Faroe Islands knitwear label Gudrun & Gudrun arrives in Redchurch Street with a spare but evocative pop-up, bringing its compelling handmade eco-luxe into Shoreditch. For those of you who need an introduction, five words: Sarah Lund from The Killing. The detective series’ redoubtable heroine solved cases in a selection of Gudrun & Gudrun jumpers, most notably in a modern take on the traditional Faroese fisherman’s star-motif. In doing so, Lund and her knitwear introduced a pioneering eco-luxe label to the world.
Guðrun & Guðrun was founded in 2002 by Gudrun Rogvadottir and designer Gudrun Ludvig. Faroe Islands born and bred, they returned from overseas to find their homeland sorely changed.
‘There was a financial crisis,’ says Ludvig. ‘And they were burning the wool on the mountains because everything we imported was more interesting. It broke my heart. There’s a strong knitting tradition in the Faroe Islands and, if no one takes care of that, we will lose it.’
Ludvig and Rogvadottir decided to create something that used traditional fibres but could be sold overseas. ‘We started from scratch, isolating it from the fashion meccas. Then we took part in an exhibition at Copenhagen Fashion Week. I saw all the trendy labels and I said, let’s go home.’
But the exhibition was a turning point for the brand. ‘It was the most important thing that happened to us,’ admits Ludvig. ‘People came to the stand and loved what we did. They could see the techniques, the combinations of yarns to find a balance in dryness and softness. We were on the front page of the newspaper, mentioned in an avant garde way.’
In retrospect, perhaps it was not so surprising. The movement away from mass-produced and faceless fashion to the traditional and the unique is slow but certain and, The Killing aside, Gudrun & Gudrun are part of that. The clothes – slightly bulky but with intricate ‘lace’ effects and familiar motifs – are handmade with 100% untreated, undyed wool. Designs are inspired by home and abroad – the streets of foreign cities, to where the Gudruns travel to promote the label, a Faroese sunrise, the history of the islands themselves.
‘I work with the old people,’ says Ludvig of her Faroese knitters. ‘They tell me stories from the old days about how important the wool was. Each village had their own patterns. When their husbands came back after a year on the ships, before the women could see the faces on the boats, they could see the patterns and knew who was from their village.’

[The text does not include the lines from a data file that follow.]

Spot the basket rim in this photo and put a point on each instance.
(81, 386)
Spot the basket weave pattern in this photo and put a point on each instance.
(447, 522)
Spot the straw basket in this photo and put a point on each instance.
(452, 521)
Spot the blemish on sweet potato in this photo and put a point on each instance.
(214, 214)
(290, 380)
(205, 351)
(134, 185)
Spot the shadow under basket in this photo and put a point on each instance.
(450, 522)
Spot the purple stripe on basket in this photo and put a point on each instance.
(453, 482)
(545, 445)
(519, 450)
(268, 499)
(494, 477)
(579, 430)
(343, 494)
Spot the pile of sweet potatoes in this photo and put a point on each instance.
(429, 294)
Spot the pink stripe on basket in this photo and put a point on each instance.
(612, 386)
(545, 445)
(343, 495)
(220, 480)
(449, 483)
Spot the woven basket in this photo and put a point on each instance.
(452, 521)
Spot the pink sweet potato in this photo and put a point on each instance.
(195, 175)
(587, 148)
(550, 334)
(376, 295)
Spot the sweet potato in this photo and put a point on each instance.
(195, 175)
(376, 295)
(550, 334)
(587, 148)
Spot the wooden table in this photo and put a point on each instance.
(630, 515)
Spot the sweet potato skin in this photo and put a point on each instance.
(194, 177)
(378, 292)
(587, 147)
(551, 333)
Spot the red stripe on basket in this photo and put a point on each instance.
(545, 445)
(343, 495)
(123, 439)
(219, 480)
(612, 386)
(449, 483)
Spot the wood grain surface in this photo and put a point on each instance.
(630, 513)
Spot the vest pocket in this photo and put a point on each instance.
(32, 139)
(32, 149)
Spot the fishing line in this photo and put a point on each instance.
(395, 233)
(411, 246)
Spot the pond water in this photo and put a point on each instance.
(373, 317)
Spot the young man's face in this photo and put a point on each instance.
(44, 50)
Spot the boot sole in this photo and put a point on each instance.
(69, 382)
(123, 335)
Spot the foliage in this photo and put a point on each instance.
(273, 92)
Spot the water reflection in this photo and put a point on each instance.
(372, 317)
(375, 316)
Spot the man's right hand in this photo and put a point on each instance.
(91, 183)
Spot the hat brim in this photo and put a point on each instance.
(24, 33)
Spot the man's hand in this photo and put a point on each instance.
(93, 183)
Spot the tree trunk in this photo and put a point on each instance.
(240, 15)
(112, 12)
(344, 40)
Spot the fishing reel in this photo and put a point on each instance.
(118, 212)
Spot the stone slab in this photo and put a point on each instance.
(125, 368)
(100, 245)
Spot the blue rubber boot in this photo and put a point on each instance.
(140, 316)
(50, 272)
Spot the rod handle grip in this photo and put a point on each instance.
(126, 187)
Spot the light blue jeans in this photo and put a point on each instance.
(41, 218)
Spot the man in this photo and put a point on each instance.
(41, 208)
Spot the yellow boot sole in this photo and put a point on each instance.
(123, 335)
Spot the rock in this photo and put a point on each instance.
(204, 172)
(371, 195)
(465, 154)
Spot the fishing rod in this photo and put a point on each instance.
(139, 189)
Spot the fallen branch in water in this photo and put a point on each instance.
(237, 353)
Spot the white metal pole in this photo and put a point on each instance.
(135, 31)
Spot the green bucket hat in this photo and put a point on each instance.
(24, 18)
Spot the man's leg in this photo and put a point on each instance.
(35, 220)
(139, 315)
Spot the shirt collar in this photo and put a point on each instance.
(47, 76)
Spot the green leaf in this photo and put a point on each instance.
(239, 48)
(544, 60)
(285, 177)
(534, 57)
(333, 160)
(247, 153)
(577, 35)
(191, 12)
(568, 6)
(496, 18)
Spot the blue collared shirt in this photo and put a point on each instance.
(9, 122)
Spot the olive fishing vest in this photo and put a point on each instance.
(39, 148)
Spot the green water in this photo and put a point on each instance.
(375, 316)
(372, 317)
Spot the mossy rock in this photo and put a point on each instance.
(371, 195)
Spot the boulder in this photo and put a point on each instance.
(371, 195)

The brand also runs women’s projects in Jordan and Peru: ‘I’ve always believed in women helping women and, in these communities, if you earn your own money, you are more free,’ says Ludwig. ‘The women’s project in Jordan, they say “we really need your work” so we feel a responsibility to keep going. It’s not that I want to be so big but I’d like to spread the word about our label: that it’s handcrafted but in a new way.’
The wild beauty of the Islands are worked into every stitch. ‘I love being on Faroe Islands because of the silence. I travel to Tokyo or New York – which is a huge contrast after living in a country with only 50,000 people. I love the clash between those worlds. I see so many things and, after a week, I go home and put everything in a box and start to create. And nobody disturbs me.’
Till December, 30a Redchurch Street. The store offers menswear, womenswear, kidswear and accessories from AW15 collection. Prices range from £225 to £437 for knitwear.